In October 2015, Jacques launched a new strip titled Derelict Orbital Reflector Devices at the URL "dord.horse".[18] The strip revolves around a pair of sentient solar collection satellites (known as "DORDs"), part of a network of 2×1013 similar satellites[19] that were placed around the Sun to gather energy for a civilization that has long since departed,[20] leaving the DORDs to contemplate their purpose and while away vast stretches of idle time.[21] Each strip consists of a centrally-placed white sun disk on a black starfield, with the two DORDs (shaped like the letter "H" in a highly bolded font, with two thick side panels connected by a narrow body) assuming various positions in front of the sun, and text balloons for either or both of them in most panels.[citation needed] DORD updated on a daily basis, but no strips have been published since November 19, 2015.[citation needed] The domain registration for "dord.horse" expired.
Deathmøle
In 2005 Jacques launched Deathmøle, a virtual post-metal band whose works are available online.[22][23][24] The band is currently composed of three characters from his comic, Questionable Content.

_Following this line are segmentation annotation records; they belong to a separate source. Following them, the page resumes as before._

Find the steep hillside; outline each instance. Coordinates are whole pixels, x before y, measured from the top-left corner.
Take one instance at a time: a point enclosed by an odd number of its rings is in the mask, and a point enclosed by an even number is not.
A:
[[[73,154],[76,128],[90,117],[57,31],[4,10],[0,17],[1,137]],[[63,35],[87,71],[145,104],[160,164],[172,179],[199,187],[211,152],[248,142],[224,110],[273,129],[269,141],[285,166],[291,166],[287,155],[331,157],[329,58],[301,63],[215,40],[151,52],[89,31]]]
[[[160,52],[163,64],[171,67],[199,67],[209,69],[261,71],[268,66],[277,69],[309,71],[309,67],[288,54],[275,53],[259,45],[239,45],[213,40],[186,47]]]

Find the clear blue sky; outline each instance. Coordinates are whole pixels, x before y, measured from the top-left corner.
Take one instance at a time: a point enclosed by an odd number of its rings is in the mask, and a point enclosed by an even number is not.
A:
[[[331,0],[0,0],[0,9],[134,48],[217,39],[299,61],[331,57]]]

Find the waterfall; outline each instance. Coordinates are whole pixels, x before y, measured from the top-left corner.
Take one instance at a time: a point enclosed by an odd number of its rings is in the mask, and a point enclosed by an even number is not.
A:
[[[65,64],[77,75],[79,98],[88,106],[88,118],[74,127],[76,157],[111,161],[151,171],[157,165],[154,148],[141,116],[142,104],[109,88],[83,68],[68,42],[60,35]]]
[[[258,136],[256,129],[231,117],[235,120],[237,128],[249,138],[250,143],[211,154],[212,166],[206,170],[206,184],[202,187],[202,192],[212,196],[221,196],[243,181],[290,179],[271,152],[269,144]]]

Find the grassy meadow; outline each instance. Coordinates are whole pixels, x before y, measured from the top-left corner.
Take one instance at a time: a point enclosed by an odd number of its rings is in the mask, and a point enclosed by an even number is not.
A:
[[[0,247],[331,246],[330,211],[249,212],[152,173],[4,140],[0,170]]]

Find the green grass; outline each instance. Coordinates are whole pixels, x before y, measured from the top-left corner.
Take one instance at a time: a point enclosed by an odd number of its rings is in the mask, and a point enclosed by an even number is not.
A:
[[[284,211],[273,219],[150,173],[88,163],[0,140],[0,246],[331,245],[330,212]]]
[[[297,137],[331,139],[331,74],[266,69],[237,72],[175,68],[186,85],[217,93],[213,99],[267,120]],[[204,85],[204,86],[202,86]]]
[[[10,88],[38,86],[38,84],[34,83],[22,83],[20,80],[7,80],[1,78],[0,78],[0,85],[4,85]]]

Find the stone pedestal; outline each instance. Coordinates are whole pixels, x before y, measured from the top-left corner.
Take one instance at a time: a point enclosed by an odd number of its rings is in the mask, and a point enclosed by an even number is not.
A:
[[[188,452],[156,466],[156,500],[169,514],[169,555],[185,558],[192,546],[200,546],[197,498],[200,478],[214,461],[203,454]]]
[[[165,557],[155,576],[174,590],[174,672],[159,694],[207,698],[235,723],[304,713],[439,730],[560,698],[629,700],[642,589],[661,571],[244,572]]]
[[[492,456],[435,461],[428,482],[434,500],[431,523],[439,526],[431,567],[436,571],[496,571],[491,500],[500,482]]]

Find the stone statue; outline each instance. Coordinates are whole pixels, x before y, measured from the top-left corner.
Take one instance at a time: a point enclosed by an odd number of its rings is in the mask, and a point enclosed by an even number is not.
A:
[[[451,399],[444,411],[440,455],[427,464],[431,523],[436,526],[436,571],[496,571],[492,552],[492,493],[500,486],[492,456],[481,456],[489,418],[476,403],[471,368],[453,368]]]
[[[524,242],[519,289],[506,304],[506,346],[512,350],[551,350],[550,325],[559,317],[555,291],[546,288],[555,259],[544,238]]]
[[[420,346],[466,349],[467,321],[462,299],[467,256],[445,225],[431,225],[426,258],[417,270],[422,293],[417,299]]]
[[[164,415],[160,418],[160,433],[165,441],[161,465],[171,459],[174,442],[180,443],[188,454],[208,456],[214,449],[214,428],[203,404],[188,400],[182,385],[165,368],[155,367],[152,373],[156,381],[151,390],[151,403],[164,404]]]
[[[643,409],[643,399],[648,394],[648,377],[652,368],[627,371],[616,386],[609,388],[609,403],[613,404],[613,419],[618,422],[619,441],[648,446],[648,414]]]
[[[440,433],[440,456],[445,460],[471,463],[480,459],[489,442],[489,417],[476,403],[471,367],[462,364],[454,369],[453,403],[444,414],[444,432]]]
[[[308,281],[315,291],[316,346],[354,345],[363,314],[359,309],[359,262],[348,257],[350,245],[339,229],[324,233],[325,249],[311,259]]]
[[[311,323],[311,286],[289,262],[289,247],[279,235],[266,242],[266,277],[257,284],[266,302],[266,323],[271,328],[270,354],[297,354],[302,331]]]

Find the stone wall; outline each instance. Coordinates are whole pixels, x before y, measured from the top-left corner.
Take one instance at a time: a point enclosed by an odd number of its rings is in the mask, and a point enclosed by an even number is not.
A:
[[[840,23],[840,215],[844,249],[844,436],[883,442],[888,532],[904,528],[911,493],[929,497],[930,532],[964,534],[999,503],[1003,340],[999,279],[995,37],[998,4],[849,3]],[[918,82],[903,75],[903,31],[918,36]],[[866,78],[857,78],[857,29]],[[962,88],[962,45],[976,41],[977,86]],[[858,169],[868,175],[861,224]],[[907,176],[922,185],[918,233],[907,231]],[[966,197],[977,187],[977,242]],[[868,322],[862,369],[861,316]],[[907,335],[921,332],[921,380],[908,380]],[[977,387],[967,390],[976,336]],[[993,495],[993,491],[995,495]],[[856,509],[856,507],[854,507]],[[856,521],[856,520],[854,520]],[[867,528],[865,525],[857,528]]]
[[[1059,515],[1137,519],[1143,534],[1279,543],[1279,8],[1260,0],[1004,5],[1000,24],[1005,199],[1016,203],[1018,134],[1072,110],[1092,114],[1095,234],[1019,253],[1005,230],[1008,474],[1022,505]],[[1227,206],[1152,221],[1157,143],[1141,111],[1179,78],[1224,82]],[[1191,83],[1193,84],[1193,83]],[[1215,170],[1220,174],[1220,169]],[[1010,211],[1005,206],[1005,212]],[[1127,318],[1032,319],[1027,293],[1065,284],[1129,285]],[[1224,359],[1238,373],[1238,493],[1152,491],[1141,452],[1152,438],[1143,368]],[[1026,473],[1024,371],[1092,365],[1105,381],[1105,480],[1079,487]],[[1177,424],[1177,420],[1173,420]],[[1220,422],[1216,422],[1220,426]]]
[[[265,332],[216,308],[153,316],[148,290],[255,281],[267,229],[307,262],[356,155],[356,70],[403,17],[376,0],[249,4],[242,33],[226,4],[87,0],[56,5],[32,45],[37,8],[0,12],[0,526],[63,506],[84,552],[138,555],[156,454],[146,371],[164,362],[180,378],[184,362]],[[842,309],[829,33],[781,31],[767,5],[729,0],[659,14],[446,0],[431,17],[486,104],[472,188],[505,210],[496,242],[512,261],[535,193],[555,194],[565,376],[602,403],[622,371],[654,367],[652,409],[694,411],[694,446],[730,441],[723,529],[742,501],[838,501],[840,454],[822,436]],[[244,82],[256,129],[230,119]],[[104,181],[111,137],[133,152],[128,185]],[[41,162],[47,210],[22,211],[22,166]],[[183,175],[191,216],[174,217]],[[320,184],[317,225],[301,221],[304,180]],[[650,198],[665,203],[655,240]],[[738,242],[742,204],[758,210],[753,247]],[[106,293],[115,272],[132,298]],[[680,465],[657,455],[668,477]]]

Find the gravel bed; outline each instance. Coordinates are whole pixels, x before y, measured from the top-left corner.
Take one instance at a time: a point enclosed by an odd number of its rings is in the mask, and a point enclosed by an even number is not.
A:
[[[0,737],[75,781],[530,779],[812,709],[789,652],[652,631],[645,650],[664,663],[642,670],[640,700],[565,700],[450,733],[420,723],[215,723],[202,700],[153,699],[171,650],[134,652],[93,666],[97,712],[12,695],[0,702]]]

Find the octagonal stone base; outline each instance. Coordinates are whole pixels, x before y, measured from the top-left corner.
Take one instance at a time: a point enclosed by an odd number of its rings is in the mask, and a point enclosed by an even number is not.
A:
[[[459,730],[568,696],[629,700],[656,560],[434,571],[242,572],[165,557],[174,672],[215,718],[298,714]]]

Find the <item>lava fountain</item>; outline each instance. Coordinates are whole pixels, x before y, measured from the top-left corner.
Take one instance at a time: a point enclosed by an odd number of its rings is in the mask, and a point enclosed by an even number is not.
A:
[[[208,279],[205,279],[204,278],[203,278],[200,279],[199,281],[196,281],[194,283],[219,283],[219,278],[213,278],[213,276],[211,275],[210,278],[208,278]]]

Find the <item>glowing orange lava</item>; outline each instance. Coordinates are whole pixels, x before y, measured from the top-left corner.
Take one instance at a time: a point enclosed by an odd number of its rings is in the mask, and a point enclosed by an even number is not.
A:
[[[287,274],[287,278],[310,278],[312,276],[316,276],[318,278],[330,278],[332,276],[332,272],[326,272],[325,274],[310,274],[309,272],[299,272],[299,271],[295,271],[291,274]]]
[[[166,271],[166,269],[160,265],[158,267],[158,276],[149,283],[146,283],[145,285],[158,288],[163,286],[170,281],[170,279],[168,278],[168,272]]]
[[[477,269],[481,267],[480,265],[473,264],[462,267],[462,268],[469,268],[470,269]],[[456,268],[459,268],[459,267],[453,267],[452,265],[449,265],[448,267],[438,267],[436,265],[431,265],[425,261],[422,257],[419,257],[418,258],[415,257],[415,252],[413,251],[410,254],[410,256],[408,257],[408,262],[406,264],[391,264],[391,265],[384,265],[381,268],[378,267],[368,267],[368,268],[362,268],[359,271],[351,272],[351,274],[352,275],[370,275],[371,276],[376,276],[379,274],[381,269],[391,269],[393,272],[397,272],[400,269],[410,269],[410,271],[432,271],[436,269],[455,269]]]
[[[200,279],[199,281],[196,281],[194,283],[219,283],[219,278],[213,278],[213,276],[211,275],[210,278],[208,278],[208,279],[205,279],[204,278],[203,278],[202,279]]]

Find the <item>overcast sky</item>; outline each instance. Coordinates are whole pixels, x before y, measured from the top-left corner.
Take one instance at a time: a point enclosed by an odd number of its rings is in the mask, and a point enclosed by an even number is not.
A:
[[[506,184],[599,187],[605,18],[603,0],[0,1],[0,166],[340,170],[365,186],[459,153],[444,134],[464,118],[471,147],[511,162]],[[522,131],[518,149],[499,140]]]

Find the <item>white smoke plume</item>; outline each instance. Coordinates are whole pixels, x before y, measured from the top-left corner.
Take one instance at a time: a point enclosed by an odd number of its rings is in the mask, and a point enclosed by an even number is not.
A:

The name for the band appears in Strip 554 for the first time.[25] Since its inception, Jacques has periodically released individual Deathmøle songs through his LiveJournal[26] or his Tumblr[27] where they remain available; newer albums have been released on BandCamp.
Jacques states that Deathmøle's style "...started out as a joke- I wanted to write and record a really stupid metal song ... and it turned out to be really fun. So fun, in fact, that I started writing more 'serious' metal tracks, and that’s ... how the music evolved."
In chronological order, the Deathmøle albums are Moletopopolis, Long Songs, ???, Trial Period (EP), Amps, Absent Gods & Creatures Foul, Fear of Black Horses,[30] Meade's Army,[31] Advances, Permanence (ongoing) and finally Jephmøle (ongoing). Each album typically has seven or eight tracks with Trial Period's three and Moletopopolis' fifteen being the extremes.[32] The music is Jacques' original work, with the exception of a cover of Low's "Two-step" on Long Songs.
On August 11, 2013, Jacques launched a Kickstarter project with a goal of $9,500 to professionally record the Deathmøle album Permanence. On September 10, 2013, the Kickstarter projects funding period ended with a total funding of $141,115 breaking all 10 of his listed stretch goals. Much of the funding came from fans of QC.